85% of all concussions and sub-concussive blows happen from violent rotary acceleration to the head. An athlete must decelerate these violent rotary blows before the limit of range of motion is reached and dead stop occurs. When this dead stop happens the brain is rattled around in skull causing damage. Dr. Allen Hovda, Director of the Brain Injury Research Center at UCLA simplifies what is happening in the brain during violent impact. Basically nerve cells are stretched or twisted letting potassium escape which intern depolarizes the cell allowing energy inhibiting calcium to invade shutting it down. The cells surrounding the damaged cells begin to shut down and amnesia, confusion and a loss of consciousness can result.
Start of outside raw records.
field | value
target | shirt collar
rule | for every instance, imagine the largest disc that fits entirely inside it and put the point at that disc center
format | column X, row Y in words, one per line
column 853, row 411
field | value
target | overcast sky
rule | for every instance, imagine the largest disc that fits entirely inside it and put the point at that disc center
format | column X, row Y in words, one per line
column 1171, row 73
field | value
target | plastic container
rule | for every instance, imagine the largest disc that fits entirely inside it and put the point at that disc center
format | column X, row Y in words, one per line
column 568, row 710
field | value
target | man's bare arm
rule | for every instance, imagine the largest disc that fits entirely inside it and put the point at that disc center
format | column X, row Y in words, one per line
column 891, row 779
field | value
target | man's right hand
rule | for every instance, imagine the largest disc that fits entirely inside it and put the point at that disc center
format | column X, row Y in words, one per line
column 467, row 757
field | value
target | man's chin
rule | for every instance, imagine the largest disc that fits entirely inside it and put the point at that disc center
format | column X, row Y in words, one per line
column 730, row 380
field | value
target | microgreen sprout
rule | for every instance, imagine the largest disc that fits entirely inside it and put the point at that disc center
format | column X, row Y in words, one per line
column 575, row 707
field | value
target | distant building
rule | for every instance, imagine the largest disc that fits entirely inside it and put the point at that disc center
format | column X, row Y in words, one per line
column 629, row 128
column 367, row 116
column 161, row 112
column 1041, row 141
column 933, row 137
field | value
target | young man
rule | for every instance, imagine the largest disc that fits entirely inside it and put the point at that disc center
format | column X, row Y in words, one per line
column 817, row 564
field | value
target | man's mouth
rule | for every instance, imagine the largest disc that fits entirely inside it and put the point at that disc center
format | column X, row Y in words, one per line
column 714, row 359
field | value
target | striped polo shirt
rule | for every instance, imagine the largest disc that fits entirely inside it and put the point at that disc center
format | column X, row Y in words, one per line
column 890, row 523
Now here is an important part which all athletes and strength coaches will really get – the brain then starts using up massive amount of blood sugar which results in the over production of lactic acid which inhibits brain function just like it inhibits muscle function. Blood flow decreases to the brain by 50% just when the brain needs more blood to heal. Normal blood flow will not resume for 10 days. It takes days for the damaged cells and the brain as a whole to restore that chemical balance that was lost so quickly. Until the balance is restored the brain doesn’t work as well and is particularly vulnerable to re-injury.When an athlete realizes what is going on in the brain when a concussion or sub-concussive blow happens it will inspire him to focus on training the neck – creating a force dissipating cylinder that can protect his/her brain from these damaging blows.
The really scary part of all this to me is that sub-concussive blows go unnoticed for the most part and players continue to play when the above damage has occurred. In light of the results from the new Colorado study by which proves that for every one pound of muscle strength added to the neck we have a 5% less likely chance of getting a concussion I must shout “TRAIN THE NECK!!!”